|
La star de Je suis une légende, le réalisateur du Royaume, et un super-héros porté sur la bouteille nettement moins glamour que Tony Stark : on pouvait craindre une parodie beauf de la Marvel, et on se retrouve face à un blockbuster unique en son genre…
A la lecture du générique de Hancock, on se dit que le projet était, dès le départ, un sacré foutoir artistique.

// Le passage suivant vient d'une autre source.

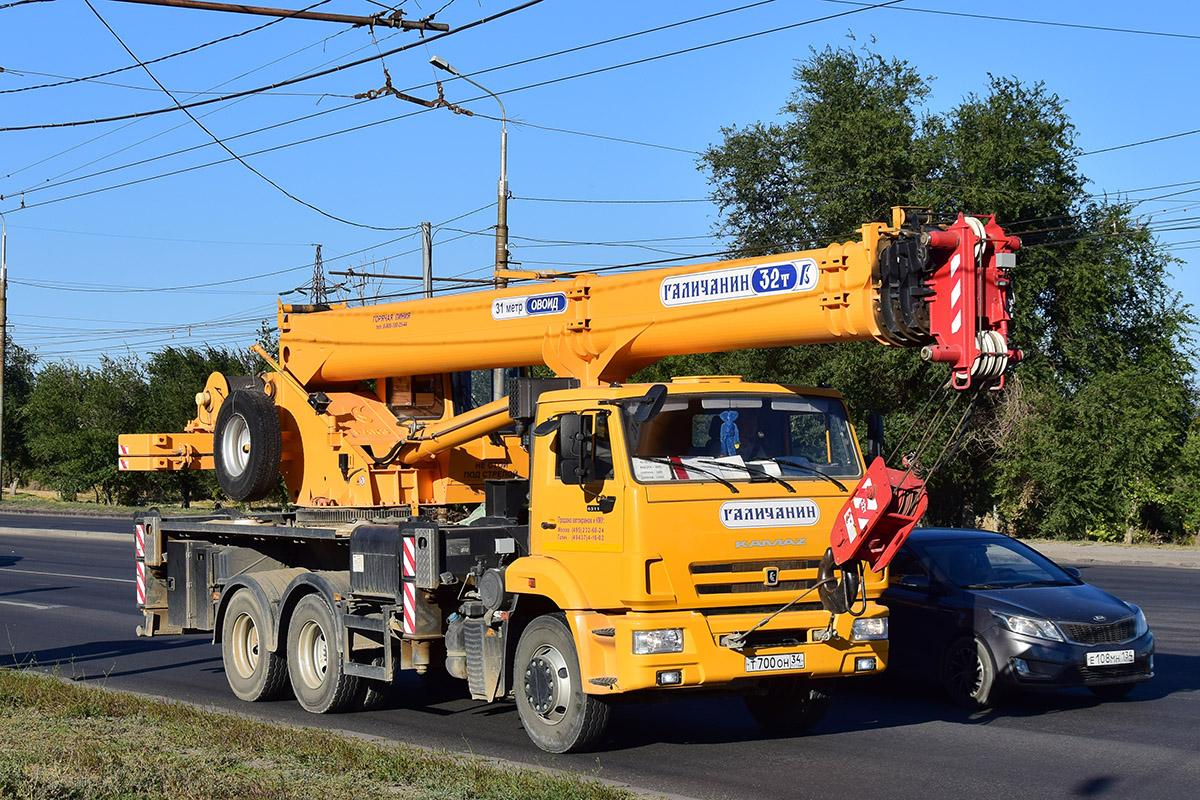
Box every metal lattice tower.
[308,245,328,305]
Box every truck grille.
[690,559,821,596]
[1058,616,1136,644]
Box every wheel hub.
[524,644,571,724]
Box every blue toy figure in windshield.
[721,411,742,456]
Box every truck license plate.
[746,652,804,672]
[1087,650,1133,667]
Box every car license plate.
[1087,650,1133,667]
[746,652,804,672]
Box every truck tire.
[743,675,832,734]
[942,636,1000,709]
[221,589,288,703]
[514,614,610,753]
[212,389,283,503]
[288,595,365,714]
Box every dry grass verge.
[0,669,634,800]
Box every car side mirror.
[558,413,596,486]
[899,575,931,591]
[866,411,883,461]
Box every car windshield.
[624,395,862,483]
[917,540,1078,589]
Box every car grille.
[1058,616,1136,644]
[1058,662,1150,684]
[690,559,821,595]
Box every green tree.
[0,332,37,485]
[676,48,1200,537]
[25,357,146,503]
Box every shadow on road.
[0,638,221,680]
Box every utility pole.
[0,213,8,500]
[421,222,433,297]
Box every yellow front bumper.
[568,602,888,694]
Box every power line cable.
[7,0,778,197]
[0,0,544,133]
[0,0,330,95]
[83,0,410,230]
[824,0,1200,40]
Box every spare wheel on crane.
[212,389,282,503]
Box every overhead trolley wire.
[0,0,544,133]
[0,0,330,95]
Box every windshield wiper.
[697,461,796,494]
[634,456,740,494]
[769,457,850,492]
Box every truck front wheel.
[745,675,830,734]
[514,614,608,753]
[288,595,365,714]
[221,589,288,703]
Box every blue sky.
[0,0,1200,363]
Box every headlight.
[634,627,683,656]
[850,616,888,642]
[992,612,1062,642]
[1126,603,1150,638]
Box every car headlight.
[1126,603,1150,639]
[850,616,888,642]
[992,612,1062,642]
[634,627,683,656]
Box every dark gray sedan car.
[883,528,1154,708]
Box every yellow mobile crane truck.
[119,209,1020,752]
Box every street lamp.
[0,212,8,500]
[430,55,509,399]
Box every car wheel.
[514,614,610,753]
[942,636,1000,709]
[1087,684,1134,700]
[743,675,832,734]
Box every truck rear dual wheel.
[288,595,366,714]
[744,675,832,734]
[221,589,288,703]
[212,389,283,503]
[514,614,610,753]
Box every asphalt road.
[0,515,1200,800]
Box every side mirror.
[866,411,883,461]
[631,384,667,423]
[898,575,929,591]
[558,413,596,486]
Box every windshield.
[919,540,1078,589]
[624,395,860,483]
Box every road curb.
[0,667,698,800]
[0,527,133,541]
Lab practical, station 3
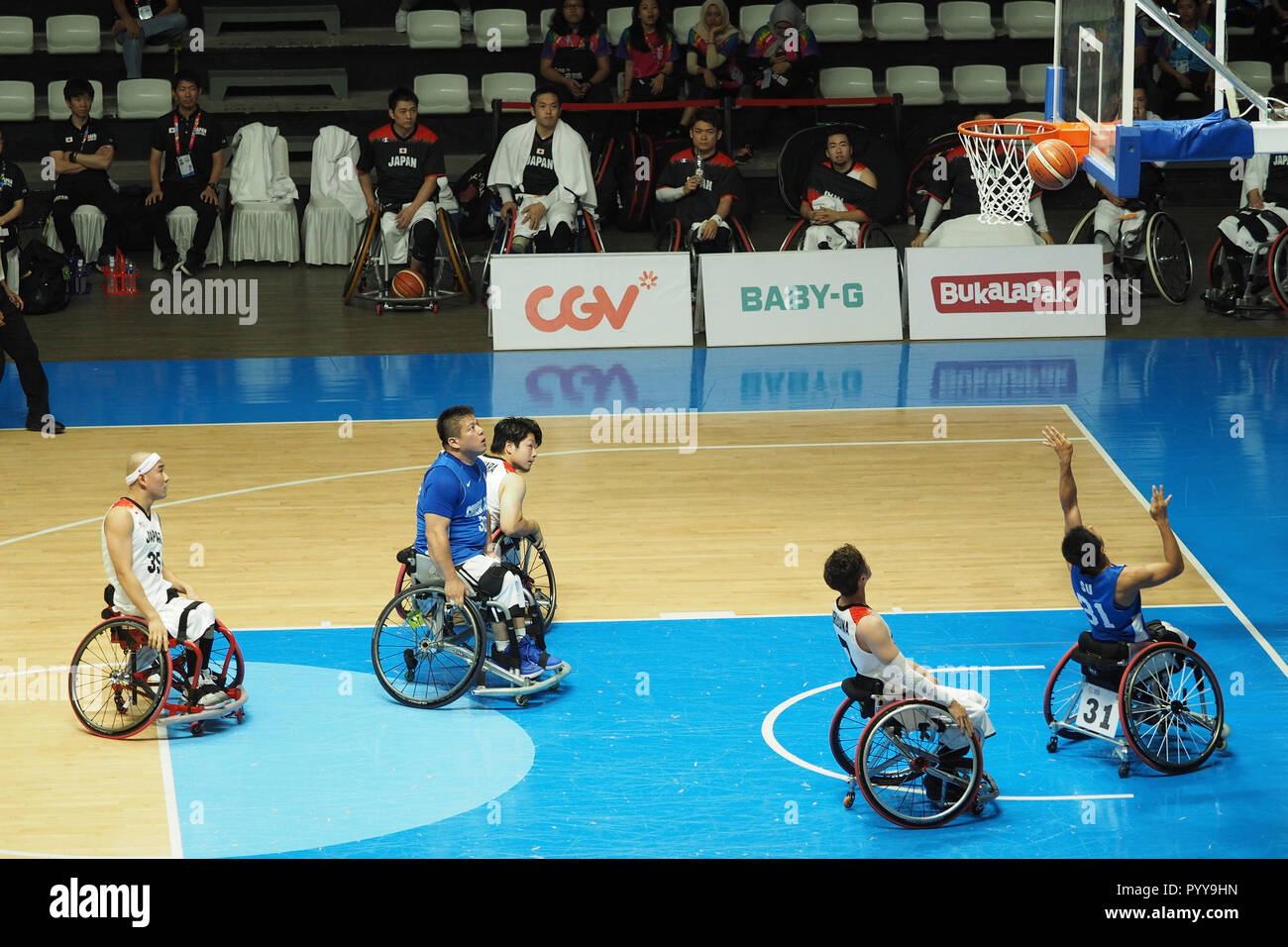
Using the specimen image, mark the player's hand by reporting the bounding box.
[519,201,546,230]
[149,616,170,653]
[1042,424,1073,464]
[1149,483,1172,523]
[948,701,975,740]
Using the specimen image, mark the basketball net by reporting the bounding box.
[957,119,1056,224]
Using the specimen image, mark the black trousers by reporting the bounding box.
[0,290,49,424]
[52,174,121,256]
[149,177,219,263]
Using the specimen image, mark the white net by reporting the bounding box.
[958,119,1052,224]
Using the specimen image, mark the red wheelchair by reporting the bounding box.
[67,608,248,740]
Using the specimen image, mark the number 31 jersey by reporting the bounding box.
[99,496,168,614]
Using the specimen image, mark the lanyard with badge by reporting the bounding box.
[174,112,201,177]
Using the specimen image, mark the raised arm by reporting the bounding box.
[1042,424,1082,532]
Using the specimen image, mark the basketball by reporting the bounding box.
[1025,138,1078,191]
[393,269,429,299]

Jugez plutôt : un script co-écrit par Vince X-Files Gilligan, produit par des partenaires improbables (on a connu association plus cohérente que celle de Akiva Goldsman, Michael Mann, Jonathan Mostow et Will Smith, également star du film) et réalisé par le prometteur mais un peu surestimé Peter Berg : on ne dira jamais à quel point Le Royaume est influencé par le style de son producteur Michael Mann, et c’est sans doute à lui qu’on doit la présence de Berg sur Hancock, projet qu’on aurait plutôt imaginé confié à Brett Ratner. L’occasion était donc idéale pour juger si Berg est un yes-man techniquement très au point, ou un vrai cinéaste comme le prétendent certains. L’ouverture du film, d’une rare laideur, fout carrément les jetons, tant elle accuse une mauvaise gestion de l’espace et empile les décadrages dans un montage qui ferait passer La Mort dans la peau pour du Kubrick : admettons qu’il s’agit peut-être d’un effet de style destiné à traduire l’état d’ébriété dans lequel croupit Hancock, super-héros craspec, bourrin, vulgaire, alcoolo et misanthrope, haï par la population qu’il est censé protéger. Toujours est-il que cette entrée en matière refroidit sérieusement l’enthousiasme déjà très relatif avec lequel on découvre le film, et on craint dès lors que la suite soit une véritable torture pour les yeux.

Et puis, comme par miracle, la mise en scène s’aligne sur celle du Royaume : classique mais audacieuse, un peu trop téloche mais ambitieuse, d’une belle ampleur dans l’action et traitant les effets spéciaux (assurés par le vétéran John Dykstra) avec un souci de « réalisme » qui les ancre dans la narration sans les étaler plus que nécessaire. Le terrain idéal pour que puisse être racontée une histoire qui débute comme une sitcom à 150 millions de dollars blindée de gags franchement hilarants et de dialogues qui ne le sont pas moins, et qui bifurque soudain vers un deuxième acte frôlant la tragédie grecque. Aussi abrupte soit-elle, la cassure créée par ce twist scénaristique fait toute la valeur du film et le définit d’emblée comme bien plus qu’un simple blockbuster, ou plus exactement comme ce que devraient être tous les blockbusters : intelligent, drôle, émouvant et spectaculaire (essayez donc d’appliquer l’équation à Transformers, Iron Man ou L’Incroyable Hulk…).